The use of the CO(2) laser in the management of oral dysplastic lesions has become a more common practice. Very few studies have evaluated recurrence, residual disease malignant transformation, and overall outcome in patients undergoing such a procedure. In this prospective study, a total of 123 oral dysplastic lesions from 77 consecutive patients were treated with the CO(2) laser (resection and/or ablation). The average age was 58 ± 4.8 years. The patients' recovery was uneventful and no complications were reported. Comparisons with the clinical and histopathological features and rate of recurrence as well as malignant transformation were made. The patients were followed-up for a mean of 6.4 years, and biopsies taken in case of changes suggestive of malignant development. Homogenous leukoplakias were identified in 31 patients, non-homogenous leukoplakias in 34 patients, whereas 12 patients had erythroplakias. Ex- and life-long smokers formed 88.3% of the recruited patients. While people who currently smoke and drink formed 55.8% of the cohort. Erythroplakias were solely identified in heavy life-long smokers. The most common identified primary anatomical locations were the lateral border of tongue, floor of mouth, and buccal mucosa. Moderate dysplasia was identified in 42 patients while 18 patients had severe dysplasia. Laser resection margins in selected cases (68 patients) were clear in 53 and showed mild-moderate dysplasia in the involved margins. The rate of recurrence had no significant association with the location but the severity of epithelial dysplasia. The rate of first recurrence after laser surgery was approximately 19.5%. Malignant transformation was observed in eight patients (10.4%), in the tongue and the floor of mouth. Recurrence and malignant transformation was mainly identified in erythroplakias and non-homogenous leukoplakias. Laser resection/ablation is recommended for oral dysplasia to prevent not only recurrence and malignant transformation but also postoperative oral dysfunction encountered by other conventional modalities.

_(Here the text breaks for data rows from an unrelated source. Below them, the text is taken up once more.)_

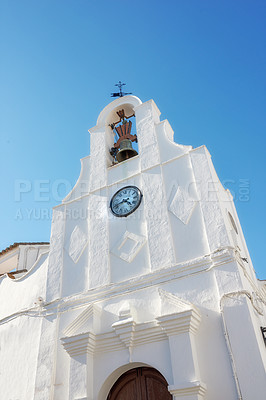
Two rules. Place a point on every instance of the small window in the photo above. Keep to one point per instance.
(233, 222)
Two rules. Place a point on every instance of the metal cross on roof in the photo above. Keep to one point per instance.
(120, 93)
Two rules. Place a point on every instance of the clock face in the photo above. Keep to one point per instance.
(125, 201)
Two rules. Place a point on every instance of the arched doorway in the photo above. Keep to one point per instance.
(140, 384)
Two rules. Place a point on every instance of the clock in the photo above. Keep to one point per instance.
(125, 201)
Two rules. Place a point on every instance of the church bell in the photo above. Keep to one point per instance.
(123, 149)
(126, 151)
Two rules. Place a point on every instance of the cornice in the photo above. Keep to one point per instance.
(155, 278)
(186, 321)
(188, 388)
(127, 334)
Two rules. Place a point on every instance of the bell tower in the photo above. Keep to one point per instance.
(149, 271)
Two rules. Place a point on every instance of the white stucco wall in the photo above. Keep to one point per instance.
(163, 287)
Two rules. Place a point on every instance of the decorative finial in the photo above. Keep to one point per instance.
(120, 93)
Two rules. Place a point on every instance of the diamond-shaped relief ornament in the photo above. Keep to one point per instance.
(182, 205)
(128, 246)
(76, 244)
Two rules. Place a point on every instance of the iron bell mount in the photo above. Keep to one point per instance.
(123, 149)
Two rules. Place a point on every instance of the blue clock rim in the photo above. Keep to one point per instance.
(134, 209)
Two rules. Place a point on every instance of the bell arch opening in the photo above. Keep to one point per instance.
(141, 383)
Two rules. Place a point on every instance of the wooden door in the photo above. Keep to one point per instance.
(140, 384)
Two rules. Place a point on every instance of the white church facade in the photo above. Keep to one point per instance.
(146, 290)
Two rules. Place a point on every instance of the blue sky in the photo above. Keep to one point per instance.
(202, 61)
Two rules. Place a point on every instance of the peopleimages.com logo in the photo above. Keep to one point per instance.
(43, 191)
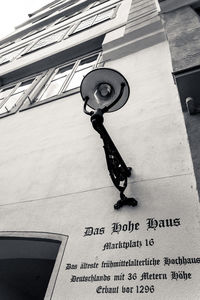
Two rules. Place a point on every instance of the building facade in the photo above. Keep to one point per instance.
(60, 236)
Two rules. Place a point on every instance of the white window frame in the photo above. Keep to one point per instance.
(24, 95)
(59, 39)
(34, 98)
(113, 8)
(63, 239)
(70, 76)
(23, 48)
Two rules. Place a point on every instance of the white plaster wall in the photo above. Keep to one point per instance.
(54, 179)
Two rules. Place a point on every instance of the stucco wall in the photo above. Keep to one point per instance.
(54, 179)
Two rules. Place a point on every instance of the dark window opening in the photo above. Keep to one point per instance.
(26, 265)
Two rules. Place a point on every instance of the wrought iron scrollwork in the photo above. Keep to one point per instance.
(117, 168)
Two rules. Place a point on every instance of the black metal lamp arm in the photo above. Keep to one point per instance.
(117, 168)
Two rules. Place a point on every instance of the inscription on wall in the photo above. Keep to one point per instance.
(128, 275)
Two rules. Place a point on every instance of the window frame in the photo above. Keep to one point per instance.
(62, 92)
(23, 48)
(23, 96)
(65, 30)
(63, 239)
(114, 7)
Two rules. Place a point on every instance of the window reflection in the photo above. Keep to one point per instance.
(85, 66)
(6, 106)
(56, 82)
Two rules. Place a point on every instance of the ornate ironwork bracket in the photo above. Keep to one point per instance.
(117, 168)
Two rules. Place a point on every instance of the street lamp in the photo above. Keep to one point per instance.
(106, 90)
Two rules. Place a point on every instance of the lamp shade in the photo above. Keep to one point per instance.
(105, 87)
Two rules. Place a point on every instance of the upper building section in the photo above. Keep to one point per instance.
(182, 25)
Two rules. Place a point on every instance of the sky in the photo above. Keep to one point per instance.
(15, 12)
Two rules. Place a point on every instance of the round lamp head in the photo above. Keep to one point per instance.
(101, 87)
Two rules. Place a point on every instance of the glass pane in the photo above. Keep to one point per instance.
(64, 72)
(10, 103)
(87, 62)
(5, 93)
(53, 89)
(23, 86)
(33, 32)
(10, 55)
(77, 78)
(48, 40)
(103, 16)
(85, 23)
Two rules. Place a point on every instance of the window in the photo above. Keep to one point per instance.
(95, 19)
(69, 3)
(4, 58)
(6, 44)
(96, 3)
(33, 32)
(67, 78)
(12, 96)
(29, 264)
(48, 40)
(63, 19)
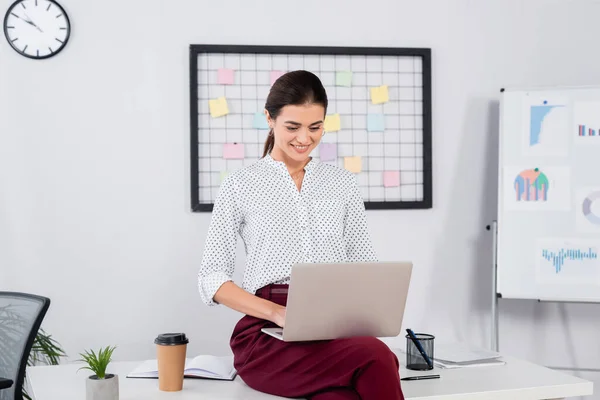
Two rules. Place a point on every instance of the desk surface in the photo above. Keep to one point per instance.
(5, 383)
(517, 380)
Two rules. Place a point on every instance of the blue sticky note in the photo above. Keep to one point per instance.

二氧化碳激光在口腔上皮异型性病变的治疗中已得到广泛应用。但仅有少数研究评估了此类治疗后的复发、残留病变恶性转化及总体结局。在这项前瞻性研究中,共对 77 例连续患者的 123 处口腔上皮异型性病变采用 CO2 激光(切除和/或消融)进行治疗。患者的平均年龄为 58 ± 4.8 岁。患者恢复顺利,未出现任何并发症。对患者的临床和组织病理学特征、复发率和恶性转化率进行了比较。所有患者的平均随访时间为 6.4 年,对疑似恶性进展的患者进行了活检。31 例患者表现为均质型白斑,34 例患者表现为非均质型白斑,12 例患者为红斑。招募的患者中,有 88.3%为长期吸烟者,55.8%为当前吸烟和饮酒者。只有重度长期吸烟者中存在红斑。最常见的病变部位为舌侧缘、口底和颊黏膜。42 例患者存在中度异型增生,18 例患者存在重度异型增生。在选择的病例(68 例)中,激光切除边缘清晰 53 例,边缘显示轻度-中度异型增生。复发率与病变部位无显著相关性,但与上皮异型增生的严重程度相关。激光手术后的首次复发率约为 19.5%。8 例(10.4%)患者发生恶性转化,病变部位位于舌和口底。复发和恶性转化主要见于红斑和非均质型白斑。为预防复发和恶性转化,以及其他传统方法治疗后出现的口腔功能障碍,推荐对口腔上皮异型性病变采用激光切除/消融。